Il maggior poeta futurista e uno dei maggiori del Novecento russo è Vladimir Majakovskij. Nato nel 1893 a Bagdadi, in Georgia, Majakovskij si impegna giovanissimo nei movimenti rivoluzionari. Nel 1912, entrato a contatto con i cubofuturisti, firma il manifesto «Schiaffo al gusto corrente», mettendosi presto in risalto. Seguono anni di laborioso apprendistato letterario, vissuti con l’entusiasmo delle serate futuriste, delle redazioni di giornali d’avanguardia, dell’attesa di uno scoppio rivoluzionario. L’esperienza della guerra inorridisce il poeta. Dopo vari lavori teatrali e poetici (tra cui La nuvola in calzoni, 1915), pubblica Il flauto di vertebre (1916).
Allo scoppio della rivoluzione si impegna in prima linea per «consegnare tutta la letteratura a tutto il popolo»: la creazione di un’arte nuova, autenticamente liberata dalle convenzioni borghesi e disponibile alla nuova società proletaria, è al centro della sua ricerca, tanto teorica e creativa quanto organizzativa.
Accanto ai numerosi impegni ufficiali s’incarica di realizzare le «finestre» (manifesti di propaganda), componendone oltre tremila tra il 1919 e il 1923. Nel 1920 esce anonimo il poema 150.000.000, dedicato alla rivoluzione socialista. Nel 1922 compone il poemetto Io amo e mette insieme due antologie della propria opera poetica, dedicandosi quindi a vari viaggi all’estero (tocca fra l’altro Berlino e Parigi).
Nel 1923 diviene direttore dell’importante rivista «LEF» (espressione del Fronte di sinistra delle arti), che raduna i maggiori scrittori futuristi rivoluzionari, battendosi per un più diretto impegno degli scrittori nei processi politici e sociali in corso. Negli anni seguenti, Majakovskij si dedica a una frenetica attività di scrittore, agitatore, pubblicitario, sempre in nome del binomio poesia/rivoluzione, viaggiando in lungo e in largo per l’Unione Sovietica e recandosi spesso all’estero (nel 1925 compie un viaggio in America).
La morte di Lenin (1924) lo spinge a una intensa riflessione sul processo rivoluzionario e sulla sua guida più autorevole, affidata a un poemetto (Lenin, pubblicato nel 1925 dopo essere stato letto in innumerevoli assemblee operaie).

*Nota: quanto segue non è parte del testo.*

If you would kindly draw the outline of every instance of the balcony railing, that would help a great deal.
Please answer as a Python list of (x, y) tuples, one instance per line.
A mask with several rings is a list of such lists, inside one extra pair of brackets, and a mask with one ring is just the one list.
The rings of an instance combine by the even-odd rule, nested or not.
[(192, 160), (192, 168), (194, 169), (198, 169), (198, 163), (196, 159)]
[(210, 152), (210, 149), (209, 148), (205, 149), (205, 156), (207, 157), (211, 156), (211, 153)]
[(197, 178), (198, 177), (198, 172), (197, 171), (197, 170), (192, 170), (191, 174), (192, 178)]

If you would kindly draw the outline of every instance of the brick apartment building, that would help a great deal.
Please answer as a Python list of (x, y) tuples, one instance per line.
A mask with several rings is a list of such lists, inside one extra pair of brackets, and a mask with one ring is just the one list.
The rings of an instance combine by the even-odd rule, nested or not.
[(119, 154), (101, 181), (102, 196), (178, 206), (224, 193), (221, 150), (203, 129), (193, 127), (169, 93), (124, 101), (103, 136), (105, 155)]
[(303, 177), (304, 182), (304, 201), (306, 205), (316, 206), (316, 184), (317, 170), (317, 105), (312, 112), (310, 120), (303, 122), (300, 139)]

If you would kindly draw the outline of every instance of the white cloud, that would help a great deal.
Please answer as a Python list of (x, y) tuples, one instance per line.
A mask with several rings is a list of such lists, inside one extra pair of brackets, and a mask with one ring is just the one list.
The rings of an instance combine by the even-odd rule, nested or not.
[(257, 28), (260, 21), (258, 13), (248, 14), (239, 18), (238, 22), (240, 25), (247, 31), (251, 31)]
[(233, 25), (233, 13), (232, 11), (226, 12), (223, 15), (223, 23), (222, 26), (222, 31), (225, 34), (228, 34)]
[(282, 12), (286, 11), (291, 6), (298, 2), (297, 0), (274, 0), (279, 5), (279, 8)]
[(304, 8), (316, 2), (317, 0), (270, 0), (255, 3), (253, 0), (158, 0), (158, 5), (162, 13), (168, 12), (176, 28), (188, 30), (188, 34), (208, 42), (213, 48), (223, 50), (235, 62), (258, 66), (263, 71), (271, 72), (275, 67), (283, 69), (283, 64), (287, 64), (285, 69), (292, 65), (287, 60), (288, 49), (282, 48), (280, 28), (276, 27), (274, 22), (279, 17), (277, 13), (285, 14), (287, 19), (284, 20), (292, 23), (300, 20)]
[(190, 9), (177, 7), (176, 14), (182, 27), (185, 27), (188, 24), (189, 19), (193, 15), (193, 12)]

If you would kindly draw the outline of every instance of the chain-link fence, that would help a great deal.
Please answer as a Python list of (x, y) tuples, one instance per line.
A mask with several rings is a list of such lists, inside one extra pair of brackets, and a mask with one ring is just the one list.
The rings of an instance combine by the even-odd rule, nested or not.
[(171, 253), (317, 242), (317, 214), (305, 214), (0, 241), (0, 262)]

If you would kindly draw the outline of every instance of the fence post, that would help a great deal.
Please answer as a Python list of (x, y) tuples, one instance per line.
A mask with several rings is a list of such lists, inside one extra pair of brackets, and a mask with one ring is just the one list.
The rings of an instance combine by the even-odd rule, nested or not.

Una ricostruzione dei fatti rivoluzionari è anche il poema Bene! (1927), che accoglie d’altra parte anche significative testimonianze individuali.
L’evoluzione del regime sovietico dopo la scomparsa di Lenin procede verso una burocratizzazione e un irrigidimento dogmatico che dispiacciono al poeta, accusato sempre più spesso di oscurità e di distacco dai bisogni proletari della nazione. Majakovskij reagisce con la satira di due opere teatrali (La cimice e Il bagno, rappresentate nel 1929 e nel 1930), accolte freddamente dalla critica.
Nel marzo 1930 si tiene una mostra dedicata ai Vent’anni di lavoro del poeta, che alterna manifestazioni di combattività a momenti di ripiegamento e di delusione. Ha realizzato l’introduzione di un nuovo poema di temi civili allorché si uccide sparandosi al cuore il 14 aprile 1930.
L’allargamento esercitato da Majakovskij nei temi e nel lessico della poesia rispondono nel modo più rigoroso e complesso al programma del Futurismo russo. All’astrazione metafisica della tradizione simbolistica e al ripiegamento folclorico dei poeti-contadini, Majakovskij contrappone una poesia che scende nelle piazze, assume i bisogni delle masse proletarie e la vita squallida delle periferie industriali, senza però alcun cedimento veristico.
Il realismo majakovskiano è rivolto all’offensiva, all’azione, alla lotta, non alla rappresentazione. La massa anonima dei nuovi sconfinati ceti proletari assume nell’opera di Majakovskij una posizione di soggetto, per la prima volta nella storia.
E la stessa promozione coinvolge gli oggetti, sia quelli antichi e comuni, sia, con più evidenza, quelli nuovi e imprevedibili. Perfino i temi personali, come l’amore, si configurano in termini concreti e carnali, come esperienze umane comuni. L’appoggio generoso e disinteressato alla rivoluzione allarga la tensione sperimentale della scrittura majakovskiana, imponendole campi inediti di azione (dalla propaganda al confronto con le masse rivoluzionarie). Majakovskij evita in ogni caso di trasformare la propria attività in amplificazione declamatoria della verità di partito, ritenendosi piuttosto investito di una funzione di verifica umile ma specifica, fondata sulla libertà di analisi e di critica.